Rin yang mendengar mereka dari luar, sontak patah hati dan menangis dalam diam. Dia sungguh tidak mengerti dengan dirinya sendiri. Dia kan baru mengenal Saran sebulan, tidak ada ikatan sama sekali di antara mereka. Lalu kenapa dia menangis?

 

Saran semakin mempererat peluannya. Dia hampir saja menci*m Duang lagi, tapi tiba-tiba saja bayangan wajah Rin berkelebat dalam benaknya. Bayangan itulah yang akhirnya membuatnya sadar dan langsung berusaha melepaskan diri dari Duang.

Tapi tentu saja Duang menolak melepaskannya begitu saja. Dia tidak mengerti kenapa. "Tangan dan tbhku dulu milikmu. Apa kau tidak ingat?"

Saran hampir saja luluh lagi, tapi kemudian dia ingat ucapan ibunya. Bahwa beberapa wanita hanya bisa memuaskannya secara fisik, tapi beberapa wanita lainnya bisa memuaskan hatinya.


Ingatan itu sontak membuatnya semakin mantap untuk melepaskan diri dari Duang. Tapi Duang masih saja tak mau menyerah dan berusaha meminta maaf berulang kali.

Mengira Saran cuma masih marah padanya, Duang berjanji kalau dia tidak akan kembali ke suaminya lagi. Mereka akan bersama kembali seperti yang selalu Saran impikan selama ini.

"Tidak. Aku sudah menikah dan kau juga sudah menikah."

"Aku tidak peduli. Biarkan saja orang menggosip. Kita akan melarikan diri bersama dan pergi ke tempat di mana tak ada seorang pun yang mengenal kita."


Saran teringat kembali akan ucapan Rin bahwa manusia harus bisa menahan emosi demi memenuhi tugas dan tanggung jawab, dan dengan cara itulah hidup kita akan bahagia.

Ingatan itu sontak membuat Saran melepaskan dirinya dari Duang dan pergi meninggalkan Duang.

Duang menangis merana, dia tidak terima ditinggalkan begitu saja dan langsung teriak-teriak menuntut Saran kembali. Tapi Saran tidak kembali.

 

Rin sudah tidur saat Saran mendatangi kamarnya dengan membawa bantal. Saran mencoba membangunkannya, tapi Rin tidur teramat sangat nyenyak.
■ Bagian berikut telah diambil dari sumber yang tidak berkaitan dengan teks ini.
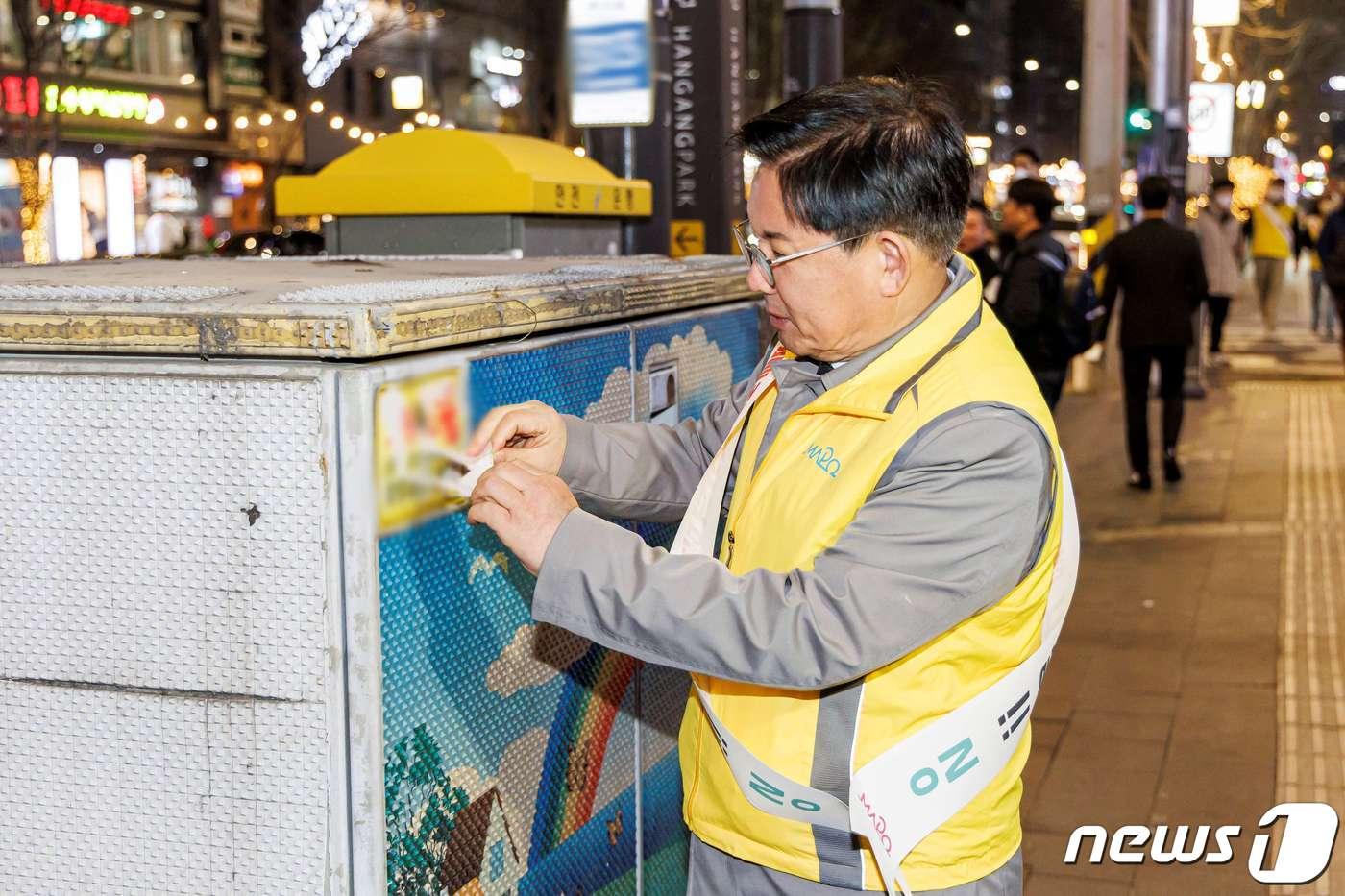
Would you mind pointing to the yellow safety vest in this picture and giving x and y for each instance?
(1268, 238)
(791, 509)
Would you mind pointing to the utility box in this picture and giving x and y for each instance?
(251, 647)
(454, 191)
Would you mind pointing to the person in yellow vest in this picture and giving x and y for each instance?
(1275, 240)
(877, 536)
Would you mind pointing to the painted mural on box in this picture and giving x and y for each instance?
(511, 748)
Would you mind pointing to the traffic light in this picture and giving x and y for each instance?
(1138, 120)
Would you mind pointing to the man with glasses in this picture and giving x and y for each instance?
(870, 525)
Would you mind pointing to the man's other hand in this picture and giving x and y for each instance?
(531, 433)
(524, 506)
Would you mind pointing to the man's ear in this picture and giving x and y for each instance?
(894, 254)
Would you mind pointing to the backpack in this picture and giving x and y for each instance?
(1079, 315)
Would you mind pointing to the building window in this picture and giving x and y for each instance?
(164, 47)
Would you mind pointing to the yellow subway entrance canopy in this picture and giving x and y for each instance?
(452, 171)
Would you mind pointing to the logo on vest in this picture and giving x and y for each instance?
(824, 459)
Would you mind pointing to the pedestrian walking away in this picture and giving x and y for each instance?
(1331, 248)
(1033, 284)
(1275, 237)
(876, 526)
(1320, 299)
(1223, 249)
(1159, 271)
(975, 244)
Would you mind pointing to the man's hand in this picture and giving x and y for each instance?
(524, 506)
(531, 433)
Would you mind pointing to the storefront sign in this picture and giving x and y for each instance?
(104, 104)
(110, 12)
(1210, 120)
(27, 97)
(242, 71)
(20, 96)
(239, 177)
(330, 36)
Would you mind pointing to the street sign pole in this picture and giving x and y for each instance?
(813, 53)
(619, 98)
(708, 49)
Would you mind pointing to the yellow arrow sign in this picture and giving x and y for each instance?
(688, 237)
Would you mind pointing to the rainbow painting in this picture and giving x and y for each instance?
(594, 691)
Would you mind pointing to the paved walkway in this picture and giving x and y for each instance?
(1199, 680)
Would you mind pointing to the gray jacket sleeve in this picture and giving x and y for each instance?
(950, 529)
(646, 472)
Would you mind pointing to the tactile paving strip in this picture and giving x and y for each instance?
(161, 610)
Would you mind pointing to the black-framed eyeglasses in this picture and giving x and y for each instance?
(750, 248)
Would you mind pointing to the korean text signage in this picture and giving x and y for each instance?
(611, 62)
(27, 97)
(1210, 120)
(330, 36)
(708, 47)
(108, 12)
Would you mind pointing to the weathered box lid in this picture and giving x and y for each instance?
(367, 307)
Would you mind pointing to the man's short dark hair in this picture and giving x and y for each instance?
(1156, 191)
(869, 154)
(1036, 194)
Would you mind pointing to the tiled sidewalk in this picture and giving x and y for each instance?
(1199, 680)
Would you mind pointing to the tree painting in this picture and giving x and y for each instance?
(421, 811)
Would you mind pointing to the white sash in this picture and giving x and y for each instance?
(912, 788)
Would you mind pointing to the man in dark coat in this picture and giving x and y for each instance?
(1159, 269)
(1033, 280)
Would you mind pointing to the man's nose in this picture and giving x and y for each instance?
(757, 281)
"Dasar tukang molor. Biarkan aku tidur bersamamu, yah?"

Saran langsung saja membaringkan dirinya di ranjang sempit itu dan mencoba menarik selimutnya Rin. Rin refleks menarik selimutnya kembali, tapi dia tetap tidak bangun.

Tidak masalah. Saran punya cara lain... mendekp Rin. "Apa terasa hangat sekarang?"

"Yah. Hangat." Gumam Rin dalam tidurnya. Mereka pun tidur bersama tanpa Rin menyadarinya.


Rin terbangun keesokan harinya dengan perasaan aneh. "Mimpikah semalam? Memalukan sekali."

Saran mendadak muncul dari balik selimutnya dan tanya. "Kau mimpi apa?"

Rin sontak meloncat dari ranjangnya  dan jatuh ke lantai saking kagetnya Ha! Saran geli, karma tuh. Sekarang Rin sendiri kan yang jatuh.

"Kapan kau tidur di sini? Jangan-jangan... semalam itu bukan mimpi?"

"Aku sudah berusaha memanggilmu, tapi kau tidak bangun-bangun. Apa boleh buat."

"Kau kan punya kamarmu sendiri. Kenapa kau datang ke kamarku?!"


Saran ngotot kalau dia mau tidur di kamar ini. Tiba-tiba sesuatu menarik perhatiannya. Dia langsung mendekati Rin lalu mengendus bau Rin dan langsung senang.

"Ini parfum yang kubelikan untukmu. Baunya enak."

"Hentikan! Kau semalam tidur bersama Duang!"

"Sudah kuduga. Semua orang harus tahu." (Hah?)


Saran langsung ke jendela dan memanggil Sherm yang kebetulan sedang memotong semak lalu mengisyaratkan pada Sherm kalau dia sedang berada di kamarnya Rin.

Sherm bingung. "Anda di kamarnya Nyonya."

"Kau bilang apa? Aku tidak dengar!"

"Anda di kamar Nyonya!"

"LEBIH KERAS!"

Oh, Sherm paham apa maunya. Sherm pun langsung teriak-teriak mengumumkan pada seisi rumah kalau Saran tidur di kamar istrinya, dia tidak tidur di kamarnya Duang. Puas, Saran janji akan menaikkan gajinya nanti.

Sherm kontan makin bersemangat teriak-teriak ke seluruh penjuru rumah sampai akhirnya Duang mendengarnya dan jelas kesal.